A high-profile lawsuit targeting Huntington Beach over housing could end in a settlement
The Newsom administration is nearing a deal with Huntington Beach that would end a contentious lawsuit over the city’s alleged failure to plan for more affordable housing.
In a letter sent to the Orange County city on Friday, state housing officials said a proposal to increase low-income housing development in the city would meet the terms of a state law that requires all communities to zone for enough affordable housing to meet projected population growth.
If the Huntington Beach City Council approves the proposal by March, the letter said, the city would then be in compliance with the state law.
“We want to compliment the team that Huntington Beach put together that worked with [the state housing department] over the holidays,” Gov. Gavin Newsom said during a news conference Friday to unveil his state budget proposal.
A letter from the California Department of Housing and Community Development to the city of Huntington Beach on Jan. 10, 2020.
Last January, Newsom spearheaded a lawsuit against Huntington Beach, arguing that the city backtracked on its plans to zone for affordable housing along the city’s primary commercial corridors and never took action to replace the planned residential density elsewhere in the city, as required by law. The case, filed in the governor’s first month in office, was widely interpreted to be a warning shot against local governments that have resisted housing development — something Newsom has argued is a key cause of the state’s shortage of homes.

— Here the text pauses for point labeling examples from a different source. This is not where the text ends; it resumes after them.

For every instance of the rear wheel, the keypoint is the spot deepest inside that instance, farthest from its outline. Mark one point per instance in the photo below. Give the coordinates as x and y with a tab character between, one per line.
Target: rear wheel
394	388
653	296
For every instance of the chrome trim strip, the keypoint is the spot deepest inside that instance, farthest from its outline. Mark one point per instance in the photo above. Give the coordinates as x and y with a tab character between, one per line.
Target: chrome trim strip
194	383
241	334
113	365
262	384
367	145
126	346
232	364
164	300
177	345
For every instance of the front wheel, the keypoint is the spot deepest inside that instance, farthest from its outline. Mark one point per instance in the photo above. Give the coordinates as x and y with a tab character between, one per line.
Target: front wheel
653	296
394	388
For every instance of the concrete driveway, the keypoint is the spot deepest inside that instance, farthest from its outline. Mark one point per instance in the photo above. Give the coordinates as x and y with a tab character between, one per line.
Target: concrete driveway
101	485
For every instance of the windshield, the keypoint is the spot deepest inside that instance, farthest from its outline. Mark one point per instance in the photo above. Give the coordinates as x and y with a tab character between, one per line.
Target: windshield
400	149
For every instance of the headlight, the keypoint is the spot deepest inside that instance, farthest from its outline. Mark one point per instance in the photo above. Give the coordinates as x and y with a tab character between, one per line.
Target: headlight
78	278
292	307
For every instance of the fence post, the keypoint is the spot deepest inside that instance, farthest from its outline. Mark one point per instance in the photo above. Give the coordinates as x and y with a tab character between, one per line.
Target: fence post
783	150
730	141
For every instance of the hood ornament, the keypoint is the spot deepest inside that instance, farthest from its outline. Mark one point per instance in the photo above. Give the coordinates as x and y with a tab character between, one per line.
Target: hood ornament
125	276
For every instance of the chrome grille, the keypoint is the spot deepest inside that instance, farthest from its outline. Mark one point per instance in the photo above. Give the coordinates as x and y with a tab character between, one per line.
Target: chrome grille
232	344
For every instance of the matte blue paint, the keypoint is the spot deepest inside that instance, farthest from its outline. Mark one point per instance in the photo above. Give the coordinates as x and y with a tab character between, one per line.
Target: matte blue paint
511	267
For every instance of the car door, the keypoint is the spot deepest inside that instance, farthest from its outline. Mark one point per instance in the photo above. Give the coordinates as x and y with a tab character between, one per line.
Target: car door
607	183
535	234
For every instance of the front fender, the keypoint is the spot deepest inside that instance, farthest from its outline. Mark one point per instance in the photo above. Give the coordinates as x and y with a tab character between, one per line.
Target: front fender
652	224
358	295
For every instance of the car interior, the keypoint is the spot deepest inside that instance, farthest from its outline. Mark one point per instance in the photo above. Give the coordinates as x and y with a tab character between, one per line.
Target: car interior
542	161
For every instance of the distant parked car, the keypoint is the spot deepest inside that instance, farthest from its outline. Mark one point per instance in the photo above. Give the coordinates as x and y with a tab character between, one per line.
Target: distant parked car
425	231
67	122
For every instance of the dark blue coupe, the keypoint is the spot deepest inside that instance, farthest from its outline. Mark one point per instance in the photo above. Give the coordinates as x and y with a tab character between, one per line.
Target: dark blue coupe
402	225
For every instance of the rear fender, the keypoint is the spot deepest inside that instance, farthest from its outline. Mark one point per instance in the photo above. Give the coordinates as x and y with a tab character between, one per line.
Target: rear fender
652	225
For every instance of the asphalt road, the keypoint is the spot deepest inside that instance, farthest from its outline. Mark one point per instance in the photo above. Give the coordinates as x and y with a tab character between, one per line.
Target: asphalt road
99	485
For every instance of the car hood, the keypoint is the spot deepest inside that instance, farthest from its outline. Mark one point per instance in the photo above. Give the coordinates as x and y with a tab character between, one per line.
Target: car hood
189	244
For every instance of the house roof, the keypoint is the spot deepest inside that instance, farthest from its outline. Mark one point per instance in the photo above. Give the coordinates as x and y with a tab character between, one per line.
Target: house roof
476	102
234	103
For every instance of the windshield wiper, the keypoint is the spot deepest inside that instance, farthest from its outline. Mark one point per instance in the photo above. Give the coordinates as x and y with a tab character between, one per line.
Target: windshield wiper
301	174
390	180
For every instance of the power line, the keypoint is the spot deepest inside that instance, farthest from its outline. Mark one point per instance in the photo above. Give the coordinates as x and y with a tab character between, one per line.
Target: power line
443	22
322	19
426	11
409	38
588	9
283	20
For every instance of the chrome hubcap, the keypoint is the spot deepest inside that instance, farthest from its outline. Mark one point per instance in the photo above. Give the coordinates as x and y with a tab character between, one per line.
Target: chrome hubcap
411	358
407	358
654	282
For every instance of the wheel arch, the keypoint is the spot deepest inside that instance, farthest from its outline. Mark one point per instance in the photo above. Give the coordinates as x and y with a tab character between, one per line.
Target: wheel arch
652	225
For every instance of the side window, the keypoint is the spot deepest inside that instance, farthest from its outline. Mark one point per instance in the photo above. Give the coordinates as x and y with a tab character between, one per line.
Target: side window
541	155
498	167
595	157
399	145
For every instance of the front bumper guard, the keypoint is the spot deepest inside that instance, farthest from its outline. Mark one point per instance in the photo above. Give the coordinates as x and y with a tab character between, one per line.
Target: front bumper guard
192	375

Under the deal, which mainly applies to the commercial corridors, the city would have to allow for more projects that set aside at least 20% of their housing for low-income residents. The terms were negotiated by state and city housing officials.
Huntington Beach’s planning commission is scheduled to consider the proposal on Tuesday. Should the city ultimately agree, the central issue in the state’s lawsuit will be resolved, said Russ Heimerich, a spokesman with the California Business, Consumer Services and Housing Agency.
“The lawsuit against Huntington Beach is about them not being in compliance,” Heimerich said. “If they come into compliance, the lawsuit would likely become moot.”
Huntington Beach Mayor Lyn Semeta could not be reached for comment Friday. In a statement, City Manager Oliver Chi said city leaders were motivated to act because they wanted to tap state homelessness prevention dollars available only to local governments that are in compliance with the broader state housing law.
Newsom said the proposed deal showed how pressure from his administration could force cities to plan for housing. He held meetings last winter with dozens of cities that were out of compliance with the housing supply law. Since then, 17 local governments — most of them small or rural — have reached agreements with the state on their housing plans without litigation.
Still, Newsom said the state needs to do more, including lowering fees and reducing regulations, to ensure that developers are able to build new housing on land that’s planned for it.
“It’s the most vexing struggle that we have,” he said.
Should the city of Huntington Beach pass the proposed development plan, it would not end all housing litigation with the state. The city has challenged four recently passed state housing laws, arguing that they unconstitutionally impinge on the city’s authority to regulate land-use. That case remains pending in court.